Достал пачку сигарет, протянул Диме.

— Своих-то не на что купить… кхе… кхе…

Димка сигарету взял, помял в руках, положил на стол.

Женька щедро налил в стаканы.

— А че это… новые не достала… китайские?

— Так они, кажись, для чаю? Могу достать. — Анна изо всех сил старалась угодить сыну. — Достать, что ли?

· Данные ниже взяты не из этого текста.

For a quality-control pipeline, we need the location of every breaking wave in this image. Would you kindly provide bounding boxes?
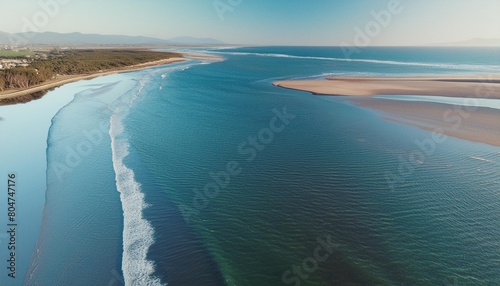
[109,80,165,286]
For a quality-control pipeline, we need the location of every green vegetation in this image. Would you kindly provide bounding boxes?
[0,50,181,91]
[0,50,36,58]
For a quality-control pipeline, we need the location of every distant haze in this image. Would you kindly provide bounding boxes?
[0,31,224,46]
[0,0,499,46]
[430,38,500,47]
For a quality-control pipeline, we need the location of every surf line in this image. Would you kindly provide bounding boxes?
[109,78,164,286]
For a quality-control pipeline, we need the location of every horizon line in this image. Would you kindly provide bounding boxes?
[1,31,500,48]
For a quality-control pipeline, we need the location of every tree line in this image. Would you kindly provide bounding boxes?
[0,50,181,91]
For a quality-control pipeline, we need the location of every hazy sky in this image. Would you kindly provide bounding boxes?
[0,0,499,45]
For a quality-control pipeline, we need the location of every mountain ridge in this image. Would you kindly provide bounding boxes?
[0,31,225,46]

— Достань! — прогудел Женька.

Анна полезла в шкаф, однако Женька не стал ее дожидаться, выдохнул: «Ну, поехали», — и выпил залпом. Неуклюжесть, которую ощущал он в себе прежде, прошла, откуда-то взялась раскованность, широта в движениях. Разлил еще.

На столе появилась фарфоровая посуда. Потянулись руки. Осторожно, будто малого ребенка, брали они причудливые диковинки, вертели так и сяк. У Анны заходилось сердце: что ни говори, а выпившие уже. Высказывались мнения о сервизе, о фарфоре, о китайцах вообще, дошли до бесстыжего китайского бога с голой бабой на коленях.

— Такие теперь не продают… Женя, где достал? — поинтересовался Александр Конищев.

— Не имей сто рублей, а имей… тысячу.

Женька сидел царьком. Несколько раз его локоть — как бы невзначай — задевал рядом сидящую Татьяну. Обжигало, словно юнца. Он откидывался на спинку стула, незаметно рассматривал остренькие коленочки под столом. Сердце замирало от мысли, что он, тридцатипятилетний, тертый-перетертый Женька Багаев, будет каждую ночь ложиться в постель с такой молоденькой красотулечкой. Поначалу мешала мысль о ребенке, теперь же она прошла.

— Так! Кхе… — Женька встал. — Татьяна, мы не маленькие, чтобы там… — он повращал рукой. — У тебя ребенок, должна понимать, что к чему, полн… Живу я, сама знаешь как! Дом маленький? Крестовый на другое лето поставлю! — обратился он ко всем сразу. — Или двухэтажный… — Усмехнулся, уже глядя на одною Димку, добавил: — Женька Багаев может для всей родни, полн… домины выстроить! И каждому по машине купить!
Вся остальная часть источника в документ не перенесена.